4. Thick wire pear shaped whisk. Sometimes called a "French whisk," as opposed to what I'm not certain. I've also heard thin wire whisks called French whisks. This is the whisk you use to beat batters and sauces into submission. It will not put air or volume into a mix -- it's a bad choice for beating egg yolks to make a cake for instance. However, it's will cream the heck out of butter and creamcheese. It's the tool that beats a roux based sauce into shape. This is one of those "pro" tools that hasn't really made it into the home kitchen but is part of the "saucier's craft" (could I possibly be more pretentious?). If you ever get one, you'll wonder how you lived without it.

5. Flat whisks are good stirrers, but not much at getting air into stuff, or mixing stiff batters, or "enhanced incorporation" as the CIA cooks call it. You can get them with shapes that go into corners, too. They're the new "hot whisk," and all the girls and fellas want one. They're not essential cooking tools though. Nos. 2 and 4 are.

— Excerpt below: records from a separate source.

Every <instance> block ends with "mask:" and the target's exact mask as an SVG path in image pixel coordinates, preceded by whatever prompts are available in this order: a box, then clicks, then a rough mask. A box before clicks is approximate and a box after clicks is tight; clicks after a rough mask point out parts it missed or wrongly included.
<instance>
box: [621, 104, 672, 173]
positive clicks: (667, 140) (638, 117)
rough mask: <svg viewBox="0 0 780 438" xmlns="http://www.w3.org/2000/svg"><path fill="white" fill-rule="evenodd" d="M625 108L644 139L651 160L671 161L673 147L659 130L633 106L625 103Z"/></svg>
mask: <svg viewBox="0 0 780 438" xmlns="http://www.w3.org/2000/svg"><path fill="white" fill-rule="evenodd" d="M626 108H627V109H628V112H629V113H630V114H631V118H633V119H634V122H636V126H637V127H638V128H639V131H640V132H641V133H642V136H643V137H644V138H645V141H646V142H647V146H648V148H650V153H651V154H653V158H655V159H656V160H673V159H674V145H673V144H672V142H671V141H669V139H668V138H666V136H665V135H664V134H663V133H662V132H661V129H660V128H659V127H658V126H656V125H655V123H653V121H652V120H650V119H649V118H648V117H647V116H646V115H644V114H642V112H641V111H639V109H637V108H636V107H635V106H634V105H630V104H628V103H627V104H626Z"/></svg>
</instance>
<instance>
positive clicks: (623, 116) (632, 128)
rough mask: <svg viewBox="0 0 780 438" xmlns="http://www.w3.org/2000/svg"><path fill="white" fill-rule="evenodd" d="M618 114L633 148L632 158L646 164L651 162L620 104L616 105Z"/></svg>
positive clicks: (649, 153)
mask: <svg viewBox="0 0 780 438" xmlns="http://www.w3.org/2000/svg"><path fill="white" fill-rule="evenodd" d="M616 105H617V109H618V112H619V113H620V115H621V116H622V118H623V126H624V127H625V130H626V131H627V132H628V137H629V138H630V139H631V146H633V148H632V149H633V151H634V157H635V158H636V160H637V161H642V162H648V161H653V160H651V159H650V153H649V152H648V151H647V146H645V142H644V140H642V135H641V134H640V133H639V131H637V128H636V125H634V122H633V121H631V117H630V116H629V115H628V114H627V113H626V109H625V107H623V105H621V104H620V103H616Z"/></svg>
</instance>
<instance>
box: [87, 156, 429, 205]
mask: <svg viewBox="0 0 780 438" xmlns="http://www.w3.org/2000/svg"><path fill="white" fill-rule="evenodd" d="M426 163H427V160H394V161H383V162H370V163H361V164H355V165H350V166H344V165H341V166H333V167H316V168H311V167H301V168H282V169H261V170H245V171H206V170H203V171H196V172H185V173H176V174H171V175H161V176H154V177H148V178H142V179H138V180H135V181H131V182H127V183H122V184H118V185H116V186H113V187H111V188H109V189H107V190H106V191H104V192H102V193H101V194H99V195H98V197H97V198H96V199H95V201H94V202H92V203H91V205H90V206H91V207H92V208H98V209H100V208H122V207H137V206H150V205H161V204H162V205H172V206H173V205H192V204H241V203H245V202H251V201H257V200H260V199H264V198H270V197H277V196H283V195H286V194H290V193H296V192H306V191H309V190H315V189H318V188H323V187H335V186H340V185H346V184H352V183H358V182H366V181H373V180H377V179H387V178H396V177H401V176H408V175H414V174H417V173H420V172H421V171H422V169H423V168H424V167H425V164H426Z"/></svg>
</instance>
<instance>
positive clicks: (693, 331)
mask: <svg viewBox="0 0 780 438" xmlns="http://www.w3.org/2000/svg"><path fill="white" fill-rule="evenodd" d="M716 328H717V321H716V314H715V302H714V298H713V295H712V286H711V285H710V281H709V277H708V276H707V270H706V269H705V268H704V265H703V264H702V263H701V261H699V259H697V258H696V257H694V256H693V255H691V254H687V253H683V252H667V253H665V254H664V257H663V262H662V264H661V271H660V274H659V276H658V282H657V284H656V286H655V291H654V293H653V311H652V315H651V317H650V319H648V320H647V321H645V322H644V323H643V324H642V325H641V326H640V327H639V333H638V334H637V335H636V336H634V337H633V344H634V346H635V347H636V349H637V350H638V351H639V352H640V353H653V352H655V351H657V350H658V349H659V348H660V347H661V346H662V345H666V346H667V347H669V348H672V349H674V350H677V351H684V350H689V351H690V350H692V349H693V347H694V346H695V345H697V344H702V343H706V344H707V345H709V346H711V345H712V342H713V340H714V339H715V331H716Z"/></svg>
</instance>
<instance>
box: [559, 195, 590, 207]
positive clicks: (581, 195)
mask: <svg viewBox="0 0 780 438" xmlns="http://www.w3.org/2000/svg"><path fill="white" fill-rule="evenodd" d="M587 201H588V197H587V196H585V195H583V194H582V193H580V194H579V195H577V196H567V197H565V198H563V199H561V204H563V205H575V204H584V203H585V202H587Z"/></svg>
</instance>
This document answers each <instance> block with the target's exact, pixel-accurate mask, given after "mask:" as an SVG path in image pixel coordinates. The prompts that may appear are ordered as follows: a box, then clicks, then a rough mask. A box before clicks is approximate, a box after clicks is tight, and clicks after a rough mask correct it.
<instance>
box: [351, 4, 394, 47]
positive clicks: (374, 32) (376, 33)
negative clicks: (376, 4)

Invest in a good pepper grinder.

I shop wherever I see this stuff at BB&B, dollar stores, thrift shops, flea markets, brick and mortar restaurant supplies, online cookware suppliers, online restaurant supplies, and so on. I keep looking 'til I find something that looks good.

Just some thoughts,
BDL


----------



## maryb (Mar 21, 2008)

I use Penzey's except for some dried chili's that they don't carry. I tried American Spice and I wasn't impressed with their freshness.


----------



## oldschool1982 (Jun 27, 2006)

Penzey's works for me too. I'm not sure if they do wholesale anymore but there's also a place in Atlanta I used for everything called Sydney's Spices. 
Sidney's Spices, Atlanta, GA : Reviews and maps - Yahoo! Local
No web site but the link above has their number.


----------



## shel (Dec 20, 2006)

So, which is best for whisking:


> eggs for omelets and scrambles;
> vinaigrette;
> mayonnaise?


scb


----------



## boar_d_laze (Feb 13, 2008)

> A few eggs in a small bowl? Toy whisk or fork. More eggs, bigger bowl? Thin wire, pear-shaped.
> Small bowl, toy whisk. If you really want an emulsion use a large enough bowl for your thin wire, pear shaped. You want the handle because you need a lot of speed and a fair amount of whisking.
> Thin wire, pear shaped, same reasons in no trump.


scb[/quote]


----------



## boar_d_laze (Feb 13, 2008)

> A few eggs in a small bowl? Toy whisk or fork. More eggs, bigger bowl? Thin wire, pear-shaped.
> Small bowl, toy whisk. If you really want an emulsion use a large enough bowl for your thin wire, pear shaped. You want the handle because you need a lot of speed and a fair amount of whisking.
> Thin wire, pear shaped, same reasons in no trump.
> 
> BDL


----------



## pastaguy (Sep 20, 2010)

Another suggestion for quality spices and seasonings is Fort Worth's own Pendery's World of Chiles and Spices. They also have an online catalog, so you can order from anywhere in the country. They might be worth checking out.


----------



## vohrtex (Apr 21, 2009)

Kalustyan's is great, although I've been there in person and not online. A great selection, and more than McCormick can shake a stick at. While they have great spice mixes, if you are going for long term I would always advise the whole spices.


----------